To determine the two year visual and safety outcomes of IBI-20089, an intravitreal, liquid, sustained drug delivery system formulated with triamcinolone acetonide (TA) in combination with ranibizumab (Lucentis) at baseline followed by anti-VEGF as needed treatment for neovascular age related macular degeneration (AMD).

 
Methods
 

At baseline, patients received a single intravitreal injection of IBI-20089 containing either 6.9 mg (25 ul) TA or 13.8 mg (50 ul) TA followed a week later by intravitreal injection of 0.5 mg ranibizumab. Patients were followed monthly and underwent best corrected visual acuity (VA) testing, slit lamp biomicroscopy, dilated ophthalmoscopy and optical coherence tomography (OCT).

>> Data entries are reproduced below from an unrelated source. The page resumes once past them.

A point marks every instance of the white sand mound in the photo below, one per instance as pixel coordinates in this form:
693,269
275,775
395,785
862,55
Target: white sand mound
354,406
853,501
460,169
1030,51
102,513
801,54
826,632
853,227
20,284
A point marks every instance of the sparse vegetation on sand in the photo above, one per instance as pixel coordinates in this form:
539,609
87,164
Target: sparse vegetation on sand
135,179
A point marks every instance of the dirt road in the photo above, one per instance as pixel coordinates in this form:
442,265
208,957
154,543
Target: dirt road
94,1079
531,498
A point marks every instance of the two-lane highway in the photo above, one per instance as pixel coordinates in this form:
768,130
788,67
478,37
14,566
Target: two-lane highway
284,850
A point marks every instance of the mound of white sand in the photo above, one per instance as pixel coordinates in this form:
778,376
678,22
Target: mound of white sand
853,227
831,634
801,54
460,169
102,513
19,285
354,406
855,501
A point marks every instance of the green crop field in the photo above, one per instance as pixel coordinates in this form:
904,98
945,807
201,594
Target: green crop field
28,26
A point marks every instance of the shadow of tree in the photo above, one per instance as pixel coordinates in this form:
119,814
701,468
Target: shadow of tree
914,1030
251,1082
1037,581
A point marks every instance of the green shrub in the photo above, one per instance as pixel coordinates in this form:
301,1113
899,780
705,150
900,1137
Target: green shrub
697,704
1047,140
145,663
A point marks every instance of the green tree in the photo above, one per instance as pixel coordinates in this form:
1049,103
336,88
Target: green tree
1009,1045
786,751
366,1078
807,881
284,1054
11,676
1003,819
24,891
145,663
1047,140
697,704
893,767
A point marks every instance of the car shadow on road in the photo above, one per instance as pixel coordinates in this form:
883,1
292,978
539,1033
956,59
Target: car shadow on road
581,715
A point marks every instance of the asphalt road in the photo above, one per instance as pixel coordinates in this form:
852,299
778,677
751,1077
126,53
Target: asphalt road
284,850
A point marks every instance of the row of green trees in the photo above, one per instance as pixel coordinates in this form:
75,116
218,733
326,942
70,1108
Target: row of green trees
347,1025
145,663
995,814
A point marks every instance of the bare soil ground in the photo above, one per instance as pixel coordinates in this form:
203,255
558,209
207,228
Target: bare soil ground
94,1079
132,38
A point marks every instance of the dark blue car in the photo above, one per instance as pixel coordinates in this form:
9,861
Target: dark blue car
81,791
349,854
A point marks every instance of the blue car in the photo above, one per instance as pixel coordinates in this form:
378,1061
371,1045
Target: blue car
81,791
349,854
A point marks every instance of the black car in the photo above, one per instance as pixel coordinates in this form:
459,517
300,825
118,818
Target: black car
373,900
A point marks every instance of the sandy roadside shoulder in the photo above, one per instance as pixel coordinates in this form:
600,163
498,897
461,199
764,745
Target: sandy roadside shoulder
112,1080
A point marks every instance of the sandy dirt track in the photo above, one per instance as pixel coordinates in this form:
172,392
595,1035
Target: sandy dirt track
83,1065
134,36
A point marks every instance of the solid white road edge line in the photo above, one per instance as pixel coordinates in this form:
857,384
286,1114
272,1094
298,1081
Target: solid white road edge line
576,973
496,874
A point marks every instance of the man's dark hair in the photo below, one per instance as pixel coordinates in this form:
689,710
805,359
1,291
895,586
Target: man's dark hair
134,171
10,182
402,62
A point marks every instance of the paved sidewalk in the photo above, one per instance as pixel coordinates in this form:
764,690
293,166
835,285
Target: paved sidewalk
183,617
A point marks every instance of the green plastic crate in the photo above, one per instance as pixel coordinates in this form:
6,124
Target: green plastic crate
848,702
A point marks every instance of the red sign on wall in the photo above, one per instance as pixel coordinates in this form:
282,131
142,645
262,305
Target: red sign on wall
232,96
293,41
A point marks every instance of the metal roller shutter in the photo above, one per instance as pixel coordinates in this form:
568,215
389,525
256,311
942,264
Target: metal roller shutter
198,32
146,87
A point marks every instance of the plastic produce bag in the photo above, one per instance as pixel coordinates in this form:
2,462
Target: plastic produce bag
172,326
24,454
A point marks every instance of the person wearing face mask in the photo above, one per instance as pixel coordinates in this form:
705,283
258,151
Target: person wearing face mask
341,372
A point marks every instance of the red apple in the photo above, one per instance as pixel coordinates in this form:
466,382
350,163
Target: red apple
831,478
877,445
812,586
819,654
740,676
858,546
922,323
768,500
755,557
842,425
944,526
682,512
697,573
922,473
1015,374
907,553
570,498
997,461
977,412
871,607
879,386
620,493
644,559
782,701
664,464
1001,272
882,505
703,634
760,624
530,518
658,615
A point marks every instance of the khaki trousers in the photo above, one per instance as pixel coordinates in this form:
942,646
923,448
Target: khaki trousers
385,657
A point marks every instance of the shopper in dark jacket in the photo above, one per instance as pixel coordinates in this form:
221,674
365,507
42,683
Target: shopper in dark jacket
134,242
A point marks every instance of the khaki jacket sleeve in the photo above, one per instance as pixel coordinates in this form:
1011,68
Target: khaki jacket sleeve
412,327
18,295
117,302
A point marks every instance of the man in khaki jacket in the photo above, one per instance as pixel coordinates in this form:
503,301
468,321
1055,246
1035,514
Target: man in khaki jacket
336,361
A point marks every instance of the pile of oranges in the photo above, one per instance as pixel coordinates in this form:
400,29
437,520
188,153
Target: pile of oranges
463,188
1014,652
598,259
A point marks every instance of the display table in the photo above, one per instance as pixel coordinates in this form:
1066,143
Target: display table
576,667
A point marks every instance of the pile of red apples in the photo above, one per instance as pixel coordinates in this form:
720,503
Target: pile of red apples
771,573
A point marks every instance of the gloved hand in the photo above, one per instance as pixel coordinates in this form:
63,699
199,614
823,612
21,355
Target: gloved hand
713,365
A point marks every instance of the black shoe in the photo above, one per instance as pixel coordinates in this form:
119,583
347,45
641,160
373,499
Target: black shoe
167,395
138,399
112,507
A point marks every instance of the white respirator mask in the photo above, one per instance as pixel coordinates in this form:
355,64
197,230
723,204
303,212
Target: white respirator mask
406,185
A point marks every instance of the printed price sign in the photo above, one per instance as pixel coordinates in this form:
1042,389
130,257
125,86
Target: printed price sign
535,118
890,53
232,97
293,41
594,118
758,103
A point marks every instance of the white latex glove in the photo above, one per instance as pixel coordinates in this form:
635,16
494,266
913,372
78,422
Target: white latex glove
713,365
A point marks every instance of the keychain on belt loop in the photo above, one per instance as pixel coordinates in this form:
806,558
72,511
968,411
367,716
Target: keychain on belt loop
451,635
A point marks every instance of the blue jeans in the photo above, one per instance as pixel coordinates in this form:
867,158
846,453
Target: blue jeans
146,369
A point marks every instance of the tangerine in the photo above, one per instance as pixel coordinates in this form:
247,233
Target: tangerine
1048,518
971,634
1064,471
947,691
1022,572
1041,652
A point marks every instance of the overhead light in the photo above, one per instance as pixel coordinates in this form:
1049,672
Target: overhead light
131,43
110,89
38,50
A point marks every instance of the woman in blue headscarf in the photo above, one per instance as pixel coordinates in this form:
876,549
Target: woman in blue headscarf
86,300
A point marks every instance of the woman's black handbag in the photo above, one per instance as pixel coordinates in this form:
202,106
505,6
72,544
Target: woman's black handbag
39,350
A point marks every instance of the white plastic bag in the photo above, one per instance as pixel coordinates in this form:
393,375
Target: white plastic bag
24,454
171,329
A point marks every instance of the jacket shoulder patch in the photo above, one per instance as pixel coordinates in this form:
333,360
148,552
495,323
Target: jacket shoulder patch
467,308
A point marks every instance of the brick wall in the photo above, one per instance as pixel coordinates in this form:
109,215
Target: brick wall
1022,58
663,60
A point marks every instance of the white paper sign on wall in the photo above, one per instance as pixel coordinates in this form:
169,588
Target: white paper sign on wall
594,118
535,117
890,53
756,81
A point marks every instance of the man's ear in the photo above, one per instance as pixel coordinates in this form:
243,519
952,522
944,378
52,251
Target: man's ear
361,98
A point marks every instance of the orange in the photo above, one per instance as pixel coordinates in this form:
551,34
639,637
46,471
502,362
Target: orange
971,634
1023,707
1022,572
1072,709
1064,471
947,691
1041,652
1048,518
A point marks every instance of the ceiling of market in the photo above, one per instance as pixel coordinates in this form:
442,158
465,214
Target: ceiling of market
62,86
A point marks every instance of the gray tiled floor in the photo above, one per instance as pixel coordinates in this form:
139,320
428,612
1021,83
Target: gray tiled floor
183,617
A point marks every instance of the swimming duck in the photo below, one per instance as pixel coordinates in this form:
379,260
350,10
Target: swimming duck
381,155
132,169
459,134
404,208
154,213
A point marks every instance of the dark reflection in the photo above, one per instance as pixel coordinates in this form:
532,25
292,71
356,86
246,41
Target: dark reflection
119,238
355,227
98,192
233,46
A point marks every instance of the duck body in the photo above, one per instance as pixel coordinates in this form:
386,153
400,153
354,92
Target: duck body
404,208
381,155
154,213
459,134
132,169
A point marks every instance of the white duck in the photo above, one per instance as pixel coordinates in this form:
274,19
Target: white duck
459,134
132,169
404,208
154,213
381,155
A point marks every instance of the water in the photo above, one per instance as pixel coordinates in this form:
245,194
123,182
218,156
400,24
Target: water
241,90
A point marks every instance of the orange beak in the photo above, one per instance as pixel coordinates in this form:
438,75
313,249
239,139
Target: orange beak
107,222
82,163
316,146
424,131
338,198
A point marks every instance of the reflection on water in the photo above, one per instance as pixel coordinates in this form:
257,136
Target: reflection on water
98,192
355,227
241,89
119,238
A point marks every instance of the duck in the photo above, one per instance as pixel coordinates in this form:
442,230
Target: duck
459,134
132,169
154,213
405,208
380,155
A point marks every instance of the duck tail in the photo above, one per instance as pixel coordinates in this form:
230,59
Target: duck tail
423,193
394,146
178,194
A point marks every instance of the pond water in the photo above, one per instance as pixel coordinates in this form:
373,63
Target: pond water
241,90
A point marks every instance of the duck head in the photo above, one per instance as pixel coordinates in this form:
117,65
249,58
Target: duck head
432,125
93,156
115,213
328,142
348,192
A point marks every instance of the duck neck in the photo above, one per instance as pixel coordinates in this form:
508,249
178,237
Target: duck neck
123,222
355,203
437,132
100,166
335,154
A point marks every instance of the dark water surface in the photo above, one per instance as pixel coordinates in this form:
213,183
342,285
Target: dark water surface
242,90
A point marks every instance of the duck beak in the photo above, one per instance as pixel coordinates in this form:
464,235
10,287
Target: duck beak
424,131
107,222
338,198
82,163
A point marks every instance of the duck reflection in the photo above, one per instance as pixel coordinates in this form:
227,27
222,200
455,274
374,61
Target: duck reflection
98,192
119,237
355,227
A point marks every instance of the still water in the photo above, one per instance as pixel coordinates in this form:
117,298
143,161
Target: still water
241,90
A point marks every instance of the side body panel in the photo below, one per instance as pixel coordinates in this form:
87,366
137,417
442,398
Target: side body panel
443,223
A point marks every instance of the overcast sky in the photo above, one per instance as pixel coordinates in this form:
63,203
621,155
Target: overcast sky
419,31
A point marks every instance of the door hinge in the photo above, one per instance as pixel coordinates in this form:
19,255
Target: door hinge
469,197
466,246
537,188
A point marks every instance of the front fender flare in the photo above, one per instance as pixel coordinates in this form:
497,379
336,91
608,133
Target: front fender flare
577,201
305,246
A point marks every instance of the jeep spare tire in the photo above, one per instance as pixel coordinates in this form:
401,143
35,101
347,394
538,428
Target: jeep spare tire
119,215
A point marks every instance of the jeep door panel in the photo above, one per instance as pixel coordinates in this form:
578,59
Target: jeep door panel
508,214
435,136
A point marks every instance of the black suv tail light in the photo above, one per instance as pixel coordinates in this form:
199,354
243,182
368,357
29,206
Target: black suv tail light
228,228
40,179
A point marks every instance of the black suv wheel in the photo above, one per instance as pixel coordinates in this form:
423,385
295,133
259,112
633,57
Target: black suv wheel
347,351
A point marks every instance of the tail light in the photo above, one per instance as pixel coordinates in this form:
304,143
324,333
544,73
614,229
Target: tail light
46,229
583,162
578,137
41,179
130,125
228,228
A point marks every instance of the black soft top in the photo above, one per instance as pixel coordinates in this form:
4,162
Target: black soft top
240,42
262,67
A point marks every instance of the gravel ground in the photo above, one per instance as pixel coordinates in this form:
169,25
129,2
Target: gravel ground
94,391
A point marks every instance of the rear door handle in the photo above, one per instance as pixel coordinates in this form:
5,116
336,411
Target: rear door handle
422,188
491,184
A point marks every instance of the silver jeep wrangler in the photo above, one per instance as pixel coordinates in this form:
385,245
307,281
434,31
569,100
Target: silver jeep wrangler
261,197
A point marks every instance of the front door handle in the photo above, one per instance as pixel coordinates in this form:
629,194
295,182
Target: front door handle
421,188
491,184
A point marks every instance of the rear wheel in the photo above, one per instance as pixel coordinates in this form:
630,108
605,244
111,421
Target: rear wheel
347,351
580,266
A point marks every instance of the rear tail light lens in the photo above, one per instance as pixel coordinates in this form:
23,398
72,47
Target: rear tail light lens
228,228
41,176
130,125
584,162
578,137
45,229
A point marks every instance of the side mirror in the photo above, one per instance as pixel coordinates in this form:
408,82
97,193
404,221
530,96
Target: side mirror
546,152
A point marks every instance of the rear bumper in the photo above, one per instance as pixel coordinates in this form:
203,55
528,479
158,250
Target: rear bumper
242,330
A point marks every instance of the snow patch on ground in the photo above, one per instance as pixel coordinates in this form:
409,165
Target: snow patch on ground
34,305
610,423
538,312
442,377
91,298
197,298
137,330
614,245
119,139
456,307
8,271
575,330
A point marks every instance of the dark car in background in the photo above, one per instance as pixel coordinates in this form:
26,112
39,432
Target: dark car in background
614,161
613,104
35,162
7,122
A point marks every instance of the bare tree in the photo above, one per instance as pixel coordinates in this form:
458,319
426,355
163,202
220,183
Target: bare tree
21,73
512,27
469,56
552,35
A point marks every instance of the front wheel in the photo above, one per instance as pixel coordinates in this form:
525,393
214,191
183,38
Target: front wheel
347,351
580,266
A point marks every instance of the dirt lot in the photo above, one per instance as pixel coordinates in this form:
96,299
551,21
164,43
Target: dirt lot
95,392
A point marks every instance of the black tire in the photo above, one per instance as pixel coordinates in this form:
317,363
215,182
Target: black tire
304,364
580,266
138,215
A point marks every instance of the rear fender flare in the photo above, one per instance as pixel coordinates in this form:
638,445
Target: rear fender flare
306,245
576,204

Patients received pro re nata (PRN) dosing of ranibizumab in year 1 and then PRN dosing of ranibizumab or aflibercept in year 2.

 
Results
 

Patients ranged in age from 59 to 81 years old (mean 73.4 years). Nine of ten patients completed two years of follow-up. (The one patient who missed follow-up had severe geographic atrophy at the end of year 1 in both eyes). No related serious adverse events occurred. At 2 years, ocular adverse events included one eye with elevated intraocular pressure (IOP) of 22 mmHg and cataract progression requiring surgery in 4 of the 5 patients phakic at year 1. All 4 patients had VA improved to or better than baseline VA (20/25, 20/60, 20/50, 20/ 400). Overall, at year 2, VA was > 3 lines better compared with baseline VA in 2 eyes, within 1 line of baseline VA in 5 eyes (20/400, 20/25, 20/60, 20/30, 20/50) and > 3 lines worse than baseline VA in 3 eyes (geographic atrophy causing counts fingers, 20/400; cataract in 1 eye). Compared to one year (where 30 of a total 120 (25 %) possible PRN re-Rx’s had been given), between years 1 and 2, 30 anti-VEGF injections of a total of 120 (25%) possible PRN re-Rx's had been given. If the eyes with GA were excluded, 30 of 96 (31%) possible PRN re-Rx's had been given between years 1 and 2.

 
Conclusions
 

<br /> Combination therapy of IBI-20089 and anti-VEGF was well-tolerated at 2 years and resulted in relatively few anti-VEGF retreatments. IOP elevation was uncommon at 2 years. The ocular adverse event of cataract formation was common but had good VA outcomes with surgery.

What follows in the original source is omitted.